Ya advertí que no iría a la gala del centenario del Real Mallorca SAD, sociedad heredera del Alfonso XIII aunque, a día de hoy, haya perdido la mayor parte de su filosofía e identidad. También expliqué el por qué de mi desarraigo. Básicamente y al margen de una gestión que particularmente considero desleal y equivocada, no reconozco ningún sentimiento mallorquinista en los actuales representantes del club. Sé que no es una excepción, pero los ejemplos del Valencia y el Espanyol, en manos de capital chino, o el Málaga, dirigido por un jeque árabe, no me inducen a convalidar el modelo impuesto en aras de las pérdidas registradas por directivos que las provocaron sin hacerlo peor que sus ricachones invasores, la palabra más justa que se me ocurre.
Sí, no es menos cierto que hay amores que matan, como los de Florentino Pérez y el Real Madrid, sin embargo la pasión por el fútbol surgió, creció y se desarrolló a partir de una simbiosis entre las raíces de una afición y un impulso común sucedáneo del afecto que genera el hecho de compartir una tierra, unas tradiciones y una idiosincrasia. Nada que ver con la desembocadura a la que se han visto sometidas no pocas sociedades deportivas en barbecho, pasto de ambiciones inconfesables.
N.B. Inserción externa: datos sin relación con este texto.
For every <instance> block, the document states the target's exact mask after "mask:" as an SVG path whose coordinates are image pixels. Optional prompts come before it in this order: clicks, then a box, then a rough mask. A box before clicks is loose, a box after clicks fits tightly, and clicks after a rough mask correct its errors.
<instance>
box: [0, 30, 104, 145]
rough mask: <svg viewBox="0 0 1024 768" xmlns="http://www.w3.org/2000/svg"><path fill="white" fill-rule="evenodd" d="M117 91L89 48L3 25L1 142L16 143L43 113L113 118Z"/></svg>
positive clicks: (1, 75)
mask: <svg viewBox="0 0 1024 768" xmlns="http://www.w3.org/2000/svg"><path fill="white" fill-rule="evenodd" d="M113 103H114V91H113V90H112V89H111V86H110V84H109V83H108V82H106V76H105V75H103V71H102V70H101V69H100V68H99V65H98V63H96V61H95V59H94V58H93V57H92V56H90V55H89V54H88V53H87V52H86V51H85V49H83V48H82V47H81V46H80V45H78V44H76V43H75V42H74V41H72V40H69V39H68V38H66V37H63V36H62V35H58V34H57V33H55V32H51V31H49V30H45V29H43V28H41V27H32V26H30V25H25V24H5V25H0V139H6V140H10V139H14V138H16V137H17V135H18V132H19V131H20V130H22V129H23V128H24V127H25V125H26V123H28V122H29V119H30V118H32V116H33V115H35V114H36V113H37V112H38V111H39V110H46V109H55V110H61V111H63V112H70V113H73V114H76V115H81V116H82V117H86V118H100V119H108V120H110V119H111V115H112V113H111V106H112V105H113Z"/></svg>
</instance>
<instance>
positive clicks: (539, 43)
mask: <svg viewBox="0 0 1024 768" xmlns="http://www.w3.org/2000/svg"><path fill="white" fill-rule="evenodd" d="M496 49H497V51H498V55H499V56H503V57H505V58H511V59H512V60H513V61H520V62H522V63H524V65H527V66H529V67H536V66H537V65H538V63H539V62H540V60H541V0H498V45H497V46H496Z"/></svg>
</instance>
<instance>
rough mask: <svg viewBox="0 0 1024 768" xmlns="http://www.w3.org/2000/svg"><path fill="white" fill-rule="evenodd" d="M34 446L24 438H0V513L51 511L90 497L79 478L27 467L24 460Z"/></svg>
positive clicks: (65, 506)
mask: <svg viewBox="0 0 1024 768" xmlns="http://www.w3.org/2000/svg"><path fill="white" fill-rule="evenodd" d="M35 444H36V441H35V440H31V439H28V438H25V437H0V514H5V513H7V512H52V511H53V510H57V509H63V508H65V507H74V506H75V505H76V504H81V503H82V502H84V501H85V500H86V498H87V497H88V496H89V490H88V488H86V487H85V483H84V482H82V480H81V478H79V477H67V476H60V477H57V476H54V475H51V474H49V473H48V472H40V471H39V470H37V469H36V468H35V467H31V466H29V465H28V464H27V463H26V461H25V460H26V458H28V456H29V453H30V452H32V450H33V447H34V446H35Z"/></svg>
Antonio Asensio Pizarro compró acciones por su interés en controlar los derechos de televisión a favor de la empresa que presidía entonces. En su decisión pesó la errónea información de que el avanzado estado de deterioro del viejo Lluis Sitjar abonaba una eventual especulación inmobiliaria. Pero al menos tuvo la visión de dejar al frente del club a administradores locales y conocedores de las peculiaridades de la entidad y su entorno. Nada que ver con el Mallorca de hoy, un negocio confuso por muchas banderas, himnos, carteles y recepciones que se lleven a cabo.